Elías entre tanto no hubiera creído que aquel concilio ecuménico era decoroso, sin hacer un pomposo elogio de las virtudes de los tres venerandos restos de la ilustre familia de los Porreños.

«En verdad, señoras -dijo-, que no sé cómo agradecer tantas bondades. No sé a qué debo yo, persona de tan humilde origen, el que usías me traten con tanta benevolencia y me colmen de favores. ¿Qué he hecho? ¿Quién soy? ¡Ah! Usías son la bondad y nobleza misma. ¡Cómo se conocen la alteza del origen y la excelencia de la sangre! ¡Ah! ¡Usías se han propuesto ser redentoras de todos los que en torno mío me abruman a penas, amargando mi vida! ¿Y qué sería de esa pobre niña sin el amparo de usías, cuando las ideas del día han echado en su corazón tan perniciosas raíces?».

La devota dejó de mirar al recién venido y dijo:

«No me la riñan más, que bastante ha padecido».

Lázaro advirtió que Clara se estremecía, poniéndose roja como una amapola.

«No me la riñan más, que bastante la han reñido -añadió compungidamente la devota-. Yo respondo de ella. Yo sé que tiene buen fondo, aunque al exterior aparezcan los defectos de las pestilenciales ideas del siglo. Yo sé que tiene buen fondo: ¿qué importan las faltas más graves, cuando van seguidas del arrepentimiento?».

Lázaro advirtió que Clara hizo un movimiento, como si tratara de contradecir aquellas palabras; pero en su ceguera no supo ver, no supo apreciar que en aquel instante el alma de su amiga pasaba por el más duro trance de dolor y paciencia de que es capaz la naturaleza humana.

«Yo sé que se corregirá -continuó la devota-. ¡No se ha de corregir! Grandes pecadoras han sido santas.
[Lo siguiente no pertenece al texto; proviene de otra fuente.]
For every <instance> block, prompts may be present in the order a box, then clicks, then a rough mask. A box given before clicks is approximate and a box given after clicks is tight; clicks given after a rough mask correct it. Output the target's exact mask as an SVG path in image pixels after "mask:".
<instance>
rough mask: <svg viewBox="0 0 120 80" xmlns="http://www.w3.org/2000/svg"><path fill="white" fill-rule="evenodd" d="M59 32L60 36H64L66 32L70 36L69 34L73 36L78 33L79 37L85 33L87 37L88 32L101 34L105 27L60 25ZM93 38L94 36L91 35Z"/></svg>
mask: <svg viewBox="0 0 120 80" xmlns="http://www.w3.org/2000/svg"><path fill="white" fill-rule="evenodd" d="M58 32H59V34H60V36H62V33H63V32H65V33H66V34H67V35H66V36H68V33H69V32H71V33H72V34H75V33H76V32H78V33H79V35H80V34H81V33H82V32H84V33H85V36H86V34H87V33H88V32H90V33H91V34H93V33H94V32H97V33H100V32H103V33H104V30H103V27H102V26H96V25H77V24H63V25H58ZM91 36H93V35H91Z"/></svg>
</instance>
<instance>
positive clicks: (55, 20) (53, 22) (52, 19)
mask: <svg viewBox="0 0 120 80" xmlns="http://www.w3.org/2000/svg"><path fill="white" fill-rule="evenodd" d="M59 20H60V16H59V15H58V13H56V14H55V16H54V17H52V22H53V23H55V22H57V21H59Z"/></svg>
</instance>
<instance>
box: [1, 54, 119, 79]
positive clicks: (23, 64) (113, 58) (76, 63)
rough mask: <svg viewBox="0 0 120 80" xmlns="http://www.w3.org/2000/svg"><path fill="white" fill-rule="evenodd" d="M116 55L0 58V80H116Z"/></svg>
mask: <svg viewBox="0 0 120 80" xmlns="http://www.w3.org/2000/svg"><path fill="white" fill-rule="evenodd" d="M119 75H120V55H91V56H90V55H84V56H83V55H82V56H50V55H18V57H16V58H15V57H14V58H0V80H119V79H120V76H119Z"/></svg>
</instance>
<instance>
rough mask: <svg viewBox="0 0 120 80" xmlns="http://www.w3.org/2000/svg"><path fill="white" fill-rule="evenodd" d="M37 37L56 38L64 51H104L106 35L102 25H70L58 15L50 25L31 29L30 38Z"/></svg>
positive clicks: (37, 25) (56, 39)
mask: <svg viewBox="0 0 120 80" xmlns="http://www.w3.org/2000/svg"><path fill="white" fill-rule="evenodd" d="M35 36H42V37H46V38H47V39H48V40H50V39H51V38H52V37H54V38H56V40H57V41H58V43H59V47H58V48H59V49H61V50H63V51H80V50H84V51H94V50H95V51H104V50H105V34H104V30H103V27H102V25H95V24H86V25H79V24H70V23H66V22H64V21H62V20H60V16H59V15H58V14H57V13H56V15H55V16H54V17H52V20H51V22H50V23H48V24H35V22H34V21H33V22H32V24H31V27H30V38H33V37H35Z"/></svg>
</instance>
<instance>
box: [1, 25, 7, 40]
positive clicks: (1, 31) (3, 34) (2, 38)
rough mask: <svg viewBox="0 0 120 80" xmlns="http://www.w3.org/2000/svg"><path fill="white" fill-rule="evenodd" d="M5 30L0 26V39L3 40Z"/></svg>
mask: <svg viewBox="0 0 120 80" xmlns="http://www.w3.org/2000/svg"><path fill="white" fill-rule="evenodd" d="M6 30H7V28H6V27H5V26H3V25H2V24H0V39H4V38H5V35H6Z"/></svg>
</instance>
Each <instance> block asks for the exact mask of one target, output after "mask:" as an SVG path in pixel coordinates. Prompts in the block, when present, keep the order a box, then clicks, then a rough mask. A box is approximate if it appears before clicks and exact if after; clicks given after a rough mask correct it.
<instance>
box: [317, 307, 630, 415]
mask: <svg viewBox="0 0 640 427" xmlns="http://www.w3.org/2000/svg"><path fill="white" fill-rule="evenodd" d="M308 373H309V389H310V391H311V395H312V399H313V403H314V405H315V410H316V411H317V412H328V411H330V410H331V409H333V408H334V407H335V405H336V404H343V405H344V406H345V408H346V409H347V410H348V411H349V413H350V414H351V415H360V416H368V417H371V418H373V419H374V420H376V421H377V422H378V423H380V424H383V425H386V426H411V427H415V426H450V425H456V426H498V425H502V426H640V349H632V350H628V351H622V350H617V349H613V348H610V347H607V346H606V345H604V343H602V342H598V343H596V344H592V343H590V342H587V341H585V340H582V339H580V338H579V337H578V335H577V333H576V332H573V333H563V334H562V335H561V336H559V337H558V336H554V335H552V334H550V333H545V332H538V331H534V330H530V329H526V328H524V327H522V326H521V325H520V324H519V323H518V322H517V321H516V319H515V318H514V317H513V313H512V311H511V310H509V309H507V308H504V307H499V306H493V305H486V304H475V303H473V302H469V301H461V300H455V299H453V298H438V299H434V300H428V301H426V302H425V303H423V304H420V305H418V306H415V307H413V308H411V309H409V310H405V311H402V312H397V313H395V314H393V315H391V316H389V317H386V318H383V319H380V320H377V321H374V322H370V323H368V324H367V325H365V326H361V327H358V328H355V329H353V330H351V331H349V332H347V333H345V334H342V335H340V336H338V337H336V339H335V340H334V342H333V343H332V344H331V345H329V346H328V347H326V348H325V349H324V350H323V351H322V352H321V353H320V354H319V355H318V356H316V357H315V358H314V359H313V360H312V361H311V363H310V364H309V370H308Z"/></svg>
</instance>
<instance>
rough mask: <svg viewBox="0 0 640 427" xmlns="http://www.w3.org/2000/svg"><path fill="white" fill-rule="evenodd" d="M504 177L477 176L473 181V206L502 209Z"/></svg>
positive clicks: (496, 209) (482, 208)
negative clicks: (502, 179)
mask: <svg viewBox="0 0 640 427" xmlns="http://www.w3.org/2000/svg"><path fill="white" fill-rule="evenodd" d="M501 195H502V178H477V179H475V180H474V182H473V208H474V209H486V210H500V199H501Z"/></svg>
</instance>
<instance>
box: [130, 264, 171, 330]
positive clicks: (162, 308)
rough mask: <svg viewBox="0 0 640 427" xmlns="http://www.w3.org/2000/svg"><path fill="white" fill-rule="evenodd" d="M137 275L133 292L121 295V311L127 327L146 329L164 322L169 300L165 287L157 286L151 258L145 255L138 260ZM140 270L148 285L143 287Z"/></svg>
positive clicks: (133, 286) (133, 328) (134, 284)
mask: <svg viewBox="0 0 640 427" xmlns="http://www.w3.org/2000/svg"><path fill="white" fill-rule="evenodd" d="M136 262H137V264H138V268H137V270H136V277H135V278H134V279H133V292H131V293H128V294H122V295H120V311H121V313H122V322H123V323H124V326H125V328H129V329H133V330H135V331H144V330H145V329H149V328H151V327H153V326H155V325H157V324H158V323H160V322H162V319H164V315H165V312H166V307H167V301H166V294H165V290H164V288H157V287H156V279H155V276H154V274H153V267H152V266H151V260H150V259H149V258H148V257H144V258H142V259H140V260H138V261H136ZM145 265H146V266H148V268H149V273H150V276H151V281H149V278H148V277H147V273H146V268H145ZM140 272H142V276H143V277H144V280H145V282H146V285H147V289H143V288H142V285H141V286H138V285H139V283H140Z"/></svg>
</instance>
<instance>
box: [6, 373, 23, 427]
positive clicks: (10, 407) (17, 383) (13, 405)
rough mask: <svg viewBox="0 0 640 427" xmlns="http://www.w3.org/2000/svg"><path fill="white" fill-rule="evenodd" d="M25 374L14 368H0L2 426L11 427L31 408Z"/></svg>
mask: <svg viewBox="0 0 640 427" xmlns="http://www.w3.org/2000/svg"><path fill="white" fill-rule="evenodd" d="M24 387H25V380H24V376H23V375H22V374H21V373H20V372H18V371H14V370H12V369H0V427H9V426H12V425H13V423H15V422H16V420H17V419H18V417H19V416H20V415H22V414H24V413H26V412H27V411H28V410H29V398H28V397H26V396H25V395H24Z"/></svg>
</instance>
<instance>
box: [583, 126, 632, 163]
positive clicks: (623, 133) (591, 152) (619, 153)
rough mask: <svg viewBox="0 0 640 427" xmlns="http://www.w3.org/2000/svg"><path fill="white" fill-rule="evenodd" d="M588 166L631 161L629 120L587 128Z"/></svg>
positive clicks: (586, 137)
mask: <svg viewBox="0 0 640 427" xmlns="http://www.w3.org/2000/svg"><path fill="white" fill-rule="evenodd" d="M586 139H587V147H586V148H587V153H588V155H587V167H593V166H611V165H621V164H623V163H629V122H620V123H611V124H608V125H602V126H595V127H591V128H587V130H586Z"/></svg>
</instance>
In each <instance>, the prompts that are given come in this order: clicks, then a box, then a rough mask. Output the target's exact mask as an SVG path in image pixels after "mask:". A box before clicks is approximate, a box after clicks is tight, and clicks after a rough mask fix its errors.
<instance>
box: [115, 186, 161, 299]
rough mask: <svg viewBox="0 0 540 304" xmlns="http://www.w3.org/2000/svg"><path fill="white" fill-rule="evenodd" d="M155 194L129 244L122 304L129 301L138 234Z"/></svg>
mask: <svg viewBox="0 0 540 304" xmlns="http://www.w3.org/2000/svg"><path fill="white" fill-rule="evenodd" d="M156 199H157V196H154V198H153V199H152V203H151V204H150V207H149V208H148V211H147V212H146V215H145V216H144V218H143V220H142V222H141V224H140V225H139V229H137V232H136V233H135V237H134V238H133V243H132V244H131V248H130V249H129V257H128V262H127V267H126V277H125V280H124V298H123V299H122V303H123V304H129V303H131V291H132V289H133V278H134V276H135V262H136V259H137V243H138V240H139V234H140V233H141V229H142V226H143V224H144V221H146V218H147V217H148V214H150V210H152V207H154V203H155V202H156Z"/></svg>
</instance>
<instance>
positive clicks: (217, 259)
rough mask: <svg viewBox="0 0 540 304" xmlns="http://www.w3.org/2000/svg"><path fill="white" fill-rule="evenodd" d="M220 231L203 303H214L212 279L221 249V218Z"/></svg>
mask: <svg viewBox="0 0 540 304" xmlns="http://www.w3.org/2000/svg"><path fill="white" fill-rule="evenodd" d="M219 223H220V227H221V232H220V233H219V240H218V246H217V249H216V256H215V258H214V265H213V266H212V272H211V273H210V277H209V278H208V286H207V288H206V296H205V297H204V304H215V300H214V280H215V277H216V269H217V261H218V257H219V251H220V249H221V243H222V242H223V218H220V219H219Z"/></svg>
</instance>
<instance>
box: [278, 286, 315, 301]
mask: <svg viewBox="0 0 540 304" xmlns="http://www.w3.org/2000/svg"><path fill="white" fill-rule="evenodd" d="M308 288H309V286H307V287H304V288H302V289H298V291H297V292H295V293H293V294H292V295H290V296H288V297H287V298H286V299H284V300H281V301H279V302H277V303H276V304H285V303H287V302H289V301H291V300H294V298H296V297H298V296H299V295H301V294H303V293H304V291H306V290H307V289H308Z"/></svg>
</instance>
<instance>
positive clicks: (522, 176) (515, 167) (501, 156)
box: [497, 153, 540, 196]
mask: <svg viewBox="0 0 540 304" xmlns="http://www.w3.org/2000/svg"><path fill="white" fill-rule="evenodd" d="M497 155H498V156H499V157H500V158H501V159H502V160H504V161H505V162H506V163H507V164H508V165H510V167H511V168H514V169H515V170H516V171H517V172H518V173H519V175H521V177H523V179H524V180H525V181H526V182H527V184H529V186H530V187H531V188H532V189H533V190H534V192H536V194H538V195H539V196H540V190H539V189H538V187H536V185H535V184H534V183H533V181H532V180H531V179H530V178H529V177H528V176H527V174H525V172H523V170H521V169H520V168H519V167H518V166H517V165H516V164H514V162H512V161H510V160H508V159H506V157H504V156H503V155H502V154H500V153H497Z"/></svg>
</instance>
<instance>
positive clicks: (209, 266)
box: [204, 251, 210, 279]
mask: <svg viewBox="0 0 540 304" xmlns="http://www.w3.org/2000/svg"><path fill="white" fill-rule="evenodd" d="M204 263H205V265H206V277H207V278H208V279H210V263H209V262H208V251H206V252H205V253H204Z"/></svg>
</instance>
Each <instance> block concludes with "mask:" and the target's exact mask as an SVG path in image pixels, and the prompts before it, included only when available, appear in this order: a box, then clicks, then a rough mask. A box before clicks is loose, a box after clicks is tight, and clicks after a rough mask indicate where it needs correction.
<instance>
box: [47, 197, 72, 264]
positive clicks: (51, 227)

Ánimo, amiga mía. Con la vista fija en Dios, ¿qué se puede temer? Yo sé cómo se curan los males del espíritu, y mi amiga Clara aparece ya bajo la benéfica influencia de una reacción feliz. Perdonémosla también; yo respondo de que se corregirá».

A Lázaro le llenaron de confusión estas palabras. ¿Qué había hecho Clara? Estuvo casi dispuesto a levantarse, acercarse a ella y decirle en alta voz: «¿Clara, qué has hecho?». La miró y la vio llorar; miró a todos, buscando en aquellas caras de pergamino la solución de tan gran misterio; pero ninguna le reveló la culpa de la muchacha, ni aun la cara de la devota, que, después del sermón, volvió a fijar en él, desde el fondo sombrío de la sala, el intenso rayo de su mirada escrutadora y ansiosa, suficiente a turbar a otro menos tímido.